Our `SLList` has a number of benefits over the simple `IntList` from chapter 2.1:

* Users of a `SLList` never see the `IntList` class.
  * Simpler to use.
  * More efficient `addFirst` method (exercise 2.2.1).
  * Avoids errors or malfeasance by `IntList` users.
* Faster `size` method than possible with `IntList`.

Another natural advantage is that we will be able to easily implement a constructor that creates an empty list. The most natural way is to set `first` to `null` if the list is empty. This yields the constructor below:

```java
public SLList() {
    first = null;
    size = 0;
}
```

Unfortunately, this causes our `addLast` method to crash if we insert into an empty list. Since `first` is `null`, the attempt to access `p.next` in `while (p.next != null)` below causes a null pointer exception.

```java
public void addLast(int x) {
    size += 1;
    IntNode p = first;
    while (p.next != null) {
        p = p.next;
    }

    p.next = new IntNode(x, null);
}
```

**Exercise 2.2.3** Fix the `addLast` method. Starter code [here](https://github.com/Berkeley-CS61B/lectureCode/blob/master/lists2/DIY/fixAddLast/SLList.java).

#### Improvement #6b: Sentinel Nodes <a href="#improvement-6b-sentinel-nodes" id="improvement-6b-sentinel-nodes"></a>

One solution to fix `addLast` is to create a special case for the empty list, as shown below:

```java
public void addLast(int x) {
    size += 1;

    if (first == null) {
        first = new IntNode(x, null);
        return;
    }

    IntNode p = first;
    while (p.next != null) {
        p = p.next;
    }

    p.next = new IntNode(x, null);
}
```

This solution works, but special case code like that shown above should be avoided when necessary. Human beings only have so much working memory, and thus we want to keep complexity under control wherever possible. For a simple data structure like the `SLList`, the number of special cases is small. More complicated data structures like trees can get much, much uglier.

A cleaner, though less obvious solution, is to make it so that all `SLLists` are the "same", even if they are empty. We can do this by creating a special node that is always there, which we will call a **sentinel node**. The sentinel node will hold a value, which we won't care about.

For example, the empty list created by `SLList L = new SLList()` would be as shown below:

![empty\_sentinelized\_SLList.png](https://joshhug.gitbooks.io/hug61b/content/chap2/fig22/empty_sentinelized_SLList.png)

And a `SLList` with the items 5, 10, and 15 would look like:

![three\_item\_sentenlized\_SLList.png](https://joshhug.gitbooks.io/hug61b/content/chap2/fig22/three_item_sentenlized_SLList.png)

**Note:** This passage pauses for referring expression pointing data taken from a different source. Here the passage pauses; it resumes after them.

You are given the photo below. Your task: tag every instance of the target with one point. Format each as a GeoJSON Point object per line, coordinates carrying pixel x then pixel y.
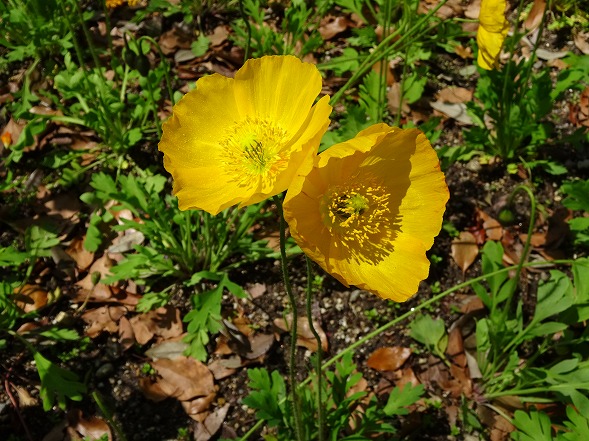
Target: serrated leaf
{"type": "Point", "coordinates": [431, 332]}
{"type": "Point", "coordinates": [534, 426]}
{"type": "Point", "coordinates": [554, 296]}
{"type": "Point", "coordinates": [266, 395]}
{"type": "Point", "coordinates": [401, 398]}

In the figures above, the lavender ?? value indicates that we don't care what value is there. Since Java does not allow us to fill in an integer with question marks, we just pick some abitrary value like -518273 or 63 or anything else.

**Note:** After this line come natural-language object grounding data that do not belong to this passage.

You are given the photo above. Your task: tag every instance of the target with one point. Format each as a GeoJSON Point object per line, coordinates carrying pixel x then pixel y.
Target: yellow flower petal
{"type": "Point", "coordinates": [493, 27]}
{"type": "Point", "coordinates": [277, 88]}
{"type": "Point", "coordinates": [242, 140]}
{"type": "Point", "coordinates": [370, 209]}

Since a `SLList` without a sentinel has no special cases, we can simply delete the special case from our `addLast` method, yielding:

```java
public void addLast(int x) {
    size += 1;
    IntNode p = sentinel;
    while (p.next != null) {
        p = p.next;
    }

    p.next = new IntNode(x, null);
}
```

As you can see, this code is much much cleaner!

#### Invariants <a href="#invariants" id="invariants"></a>

An invariant is a fact about a data structure that is guaranteed to be true (assuming there are no bugs in your code).

A `SLList` with a sentinel node has at least the following invariants:

* The `sentinel` reference always points to a sentinel node.
* The front item (if it exists), is always at `sentinel.next.item`.
* The `size` variable is always the total number of items that have been added.

Invariants make it easier to reason about code, and also give you specific goals to strive for in making sure your code works.

A true understanding of how convenient sentinels are will require you to really dig in and do some implementation of your own. You'll get plenty of practice in Project 1. However, we recommend that you wait until after you've finished the next section of this book before beginning Project 1.